ASSIEME A TULLIO LANESE RAGGIUNSE I MASSIMI LIVELLI: Calcio in lutto per la scomparsa dell'ex arbitro Angelo Amendolia

14 gennaio 2012 Cronaca di Messina

amendolia

Si è spento oggi nella sua casa di Milazzo, stroncato da un male incurabile, l’ex arbitro internazionale Angelo Amendolia, figura storica del calcio messinese appartenente alla Sezione di Messina. Amendolia era nato a Pace del Mela il 26 settembre 1951 e svolgeva la professione dell’agente assicuratore.
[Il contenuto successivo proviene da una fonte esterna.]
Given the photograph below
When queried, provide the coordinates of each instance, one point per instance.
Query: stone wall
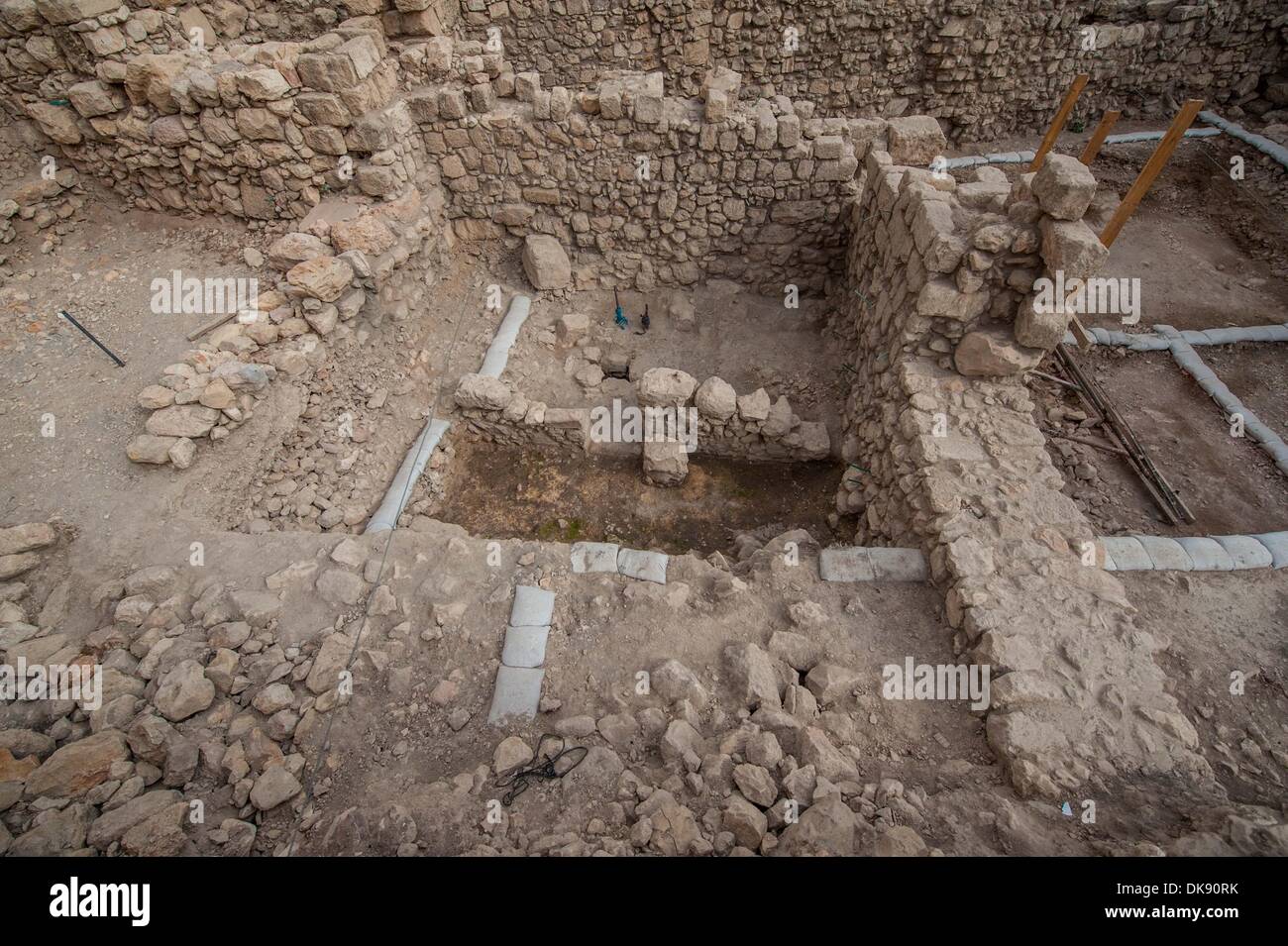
(945, 456)
(378, 262)
(258, 132)
(967, 62)
(644, 188)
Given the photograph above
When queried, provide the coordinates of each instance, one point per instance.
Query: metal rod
(90, 336)
(1116, 425)
(1111, 448)
(1054, 378)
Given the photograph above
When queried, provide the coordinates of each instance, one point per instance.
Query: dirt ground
(1229, 482)
(751, 341)
(1209, 250)
(505, 491)
(1241, 730)
(605, 631)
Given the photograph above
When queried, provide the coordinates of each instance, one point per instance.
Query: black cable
(545, 768)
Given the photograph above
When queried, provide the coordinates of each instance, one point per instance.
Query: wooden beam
(1060, 119)
(1151, 168)
(1099, 137)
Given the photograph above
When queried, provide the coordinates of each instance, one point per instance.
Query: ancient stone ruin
(806, 417)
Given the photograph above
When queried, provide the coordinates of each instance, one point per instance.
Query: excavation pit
(509, 491)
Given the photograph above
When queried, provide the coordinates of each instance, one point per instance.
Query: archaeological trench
(572, 428)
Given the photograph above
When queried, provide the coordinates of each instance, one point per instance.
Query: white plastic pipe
(1260, 142)
(399, 490)
(498, 352)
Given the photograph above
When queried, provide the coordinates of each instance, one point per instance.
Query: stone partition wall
(947, 457)
(964, 60)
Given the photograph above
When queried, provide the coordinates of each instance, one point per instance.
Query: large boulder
(545, 262)
(294, 249)
(716, 399)
(915, 139)
(666, 463)
(181, 420)
(184, 691)
(322, 277)
(993, 354)
(665, 387)
(1064, 187)
(483, 392)
(78, 766)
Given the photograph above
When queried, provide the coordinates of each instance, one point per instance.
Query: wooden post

L’ex fischietto era entrato nell’AIA nel 1970, per poi approdare in serie A nel 1987. Nel 1991 venne nominato “internazionale”. Proseguì la sua carriera arbitrale fino al 1995. Nel 1993 aveva ottenuto quale riconoscimente alla sua carriera il premio “G. Mauro” che viene tributato ai migliori direttori di gara. Insieme con il messinese Tullio Lanese aveva rappresentato a lungo al più alto livello nazionale e internazionale la sezione AIA del capoluogo peloritano. Dismessi gli incarichi arbitrali, svolse anche il ruolo di opinionista e moviolista per l’ex trasmissione dell’allora TeleMontecarlo (dalla quale è nata l’attuale La7) “Galagol”, condotta da Massimo Caputi. Tentò anche la carriera politica ottenendo una candidatura alla Camera dei Deputati con l’Ulivo pur senza ottenere lo scranno. I funerali saranno celebrati lunedì 16 gennaio presso la chiesa Sacro Cuore di Milazzo. Cordoglio è stato espresso sul sito dell’Aia dal Presidente Marcello Nicchi, dal Vice Narciso Pisacreta, dal responsabile del Settore Tecnico Alfredo Trentalange e dai Componenti del Comitato Nazionale, anche a nome di tutti gli Arbitri italiani che si associano al dolore dei familiari.